La banca americana, in una nota, contesta l’accusa di aver nascosto l’indemnity all’autorità di vigilanza, in questo caso Bankitalia, perché “l’indemnity non è poi stata esercitata”. Per i pm, ha spiegato Nastasi, con il Fresh da 1 miliardo di euro, un vero e proprio prestito e non un aumento di capitale, JP Morgan saliva nel capitale di Mps, “e questo secondo noi andava comunicato”. A Mussari, all’ex dg Antonio Vigni e al Cfo, Daniele Pirondini, inoltre i magistrati contestano pure un altro reato: avrebbero fatto false comunicazioni sociali ai soci e ai creditori. Secondo l’accusa avrebbero così ingannato, “soci e pubblico”, rappresentando “la complessiva operazione Fresh quale strumento di capitale in luogo di strumento di debito, nel bilancio 2008”. Mussari, Vigni e Pirondini sono poi indagati, in concorso, per falso in prospetto (reato contestato anche a Raffaele Giovanni Rizzi) e concorso in manipolazione del mercato. L’ex dg è stato accusato anche di ostacolo all’autorità di vigilanza, sempre in concorso, con Marco Morelli, Fabrizio Rossi e con gli ex componenti del collegio sindacale Tommaso Di Tanno, Leonardo Pizzichi e Pietro Fabretti.
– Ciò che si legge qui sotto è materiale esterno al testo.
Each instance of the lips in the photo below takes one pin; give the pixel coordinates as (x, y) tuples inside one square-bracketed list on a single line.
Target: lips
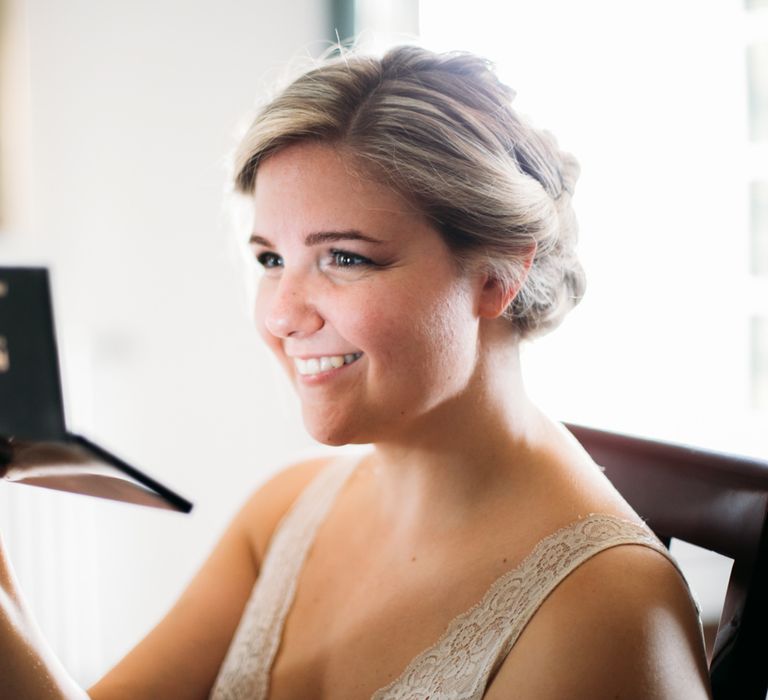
[(316, 365)]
E’ stato il procuratore Tito Salerno, in una conferenza stampa nel pomeriggio, a spiegare come l’inchiesta su Antonveneta aveva preso avvio, nel novembre 2011, quando “da notizie di stampa” emergeva che la Fondazione Mps, socio di riferimento del Monte, era “in crisi” a causa delle operazioni di aumento capitale, e non solo, legate ad Antonveneta. Ora l’indagine principale è terminata, le eventuali richieste di rinvio a giudizio dovrebbero essere inoltrate al gup entro il mese di settembre.

Di certo, però, i magistrati che hanno depositato oltre 20mila pagine di atti, “ma le intercettazioni sono poche” ha assicurato Nastasi, non hanno intenzione di fermarsi. Da quest’inchiesta, infatti, sono partiti vari altri filoni e quando ai pm viene chiesto se sia possibile ipotizzare un “Antonveneta 2”, magari legata alle inchieste di altre procure come quella romana sullo Ior, la risposta è solo un “no comment”.

Il 13 dicembre 2013, il gip di Siena Ugo Bellini, su richiesta del pubblico ministero ha disposto l’archiviazione della posizione di Marco Morelli e Fabrizio Rossi ritenendo che “le notizie dei reati loro attribuite risultano infondate” e che “comunque non risultano acquisiti nei loro confronti elementi idonei a consentire di sostenere l’accusa in dibattimento”.